Ce qui fit la légende ... (1/2)

Ainsi, jamais ou presque Marie ne vit dans sa condition de femme un réel obstacle à son "rêve scientifique". Sa terre d'enfance, la Pologne, sous le joug alors des Russes, des Allemands et des Austro-Hongrois, refusait l'accès des femmes à l'université. Quelle importance ! Il lui suffirait de pourvoir, plusieurs années durant, à l'éducation d'enfants de familles bourgeoises, afin d'économiser quelque argent. Puis elle prendrait le train pour la France, elle continuerait ses études à Paris, dans cette prestigieuse université qu'est la Sorbonne - une université dont la seule évocation du nom faisait naître tant d'espoirs en elle.

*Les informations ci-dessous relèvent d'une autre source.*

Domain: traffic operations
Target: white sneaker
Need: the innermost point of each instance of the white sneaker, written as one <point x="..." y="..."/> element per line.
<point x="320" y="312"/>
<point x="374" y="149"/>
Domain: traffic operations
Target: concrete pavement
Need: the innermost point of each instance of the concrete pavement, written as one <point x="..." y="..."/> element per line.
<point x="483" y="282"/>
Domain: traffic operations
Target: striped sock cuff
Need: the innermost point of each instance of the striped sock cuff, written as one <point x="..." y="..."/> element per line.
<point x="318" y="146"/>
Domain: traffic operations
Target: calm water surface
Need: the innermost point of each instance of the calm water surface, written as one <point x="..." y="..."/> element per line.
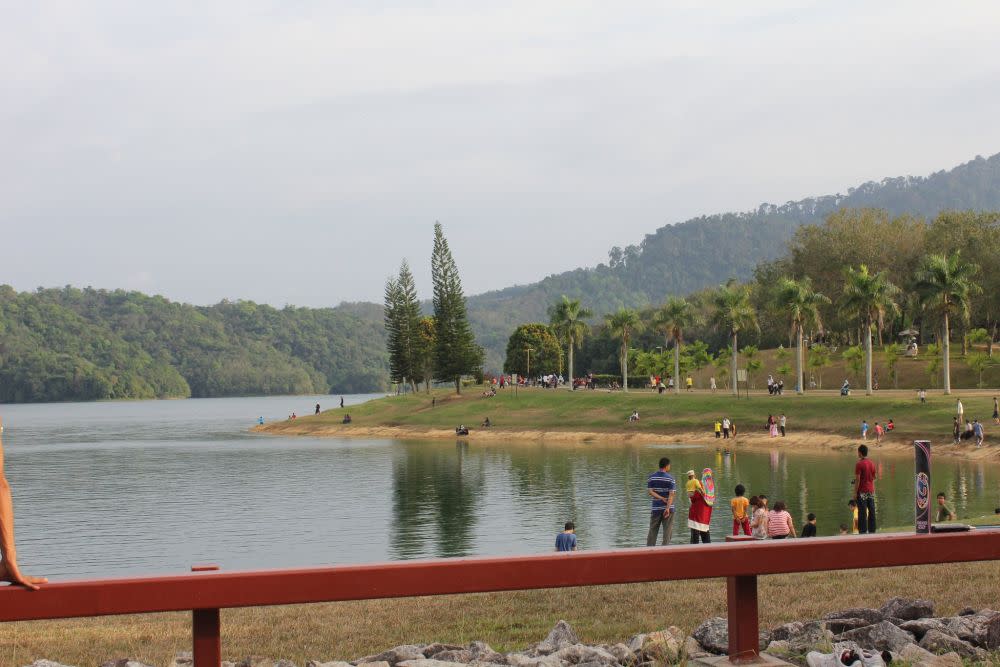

L'existence austère qu'elle y mènera, des années durant, ne suffira pas même à atténuer sa soif de connaissances, sa soif de compréhension des phénomènes naturels. Parce qu'une passion ne se maîtrise pas ! C'est elle au contraire qui vous assujettit, qui guide votre esprit, qui guide votre vie.

Marie, à cette époque à laquelle
elle était étudiante à Paris.


De cette passion, l'esprit de Pierre était tout autant animé. Lorsqu'en 1894, il fit la connaissance de Marie, ses travaux sur la piézoélectricité, sur la symétrie des cristaux, sur le magnétisme, ... avaient déjà fait de lui un homme respecté, un scientifique reconnu par ses pairs. Des travaux toujours effectués sans crédit ou si peu, dans aucun laboratoire véritablement digne de cette appellation, qui plus est. Bref, dans des conditions matérielles déplorables, quasi-inimaginables aujourd'hui.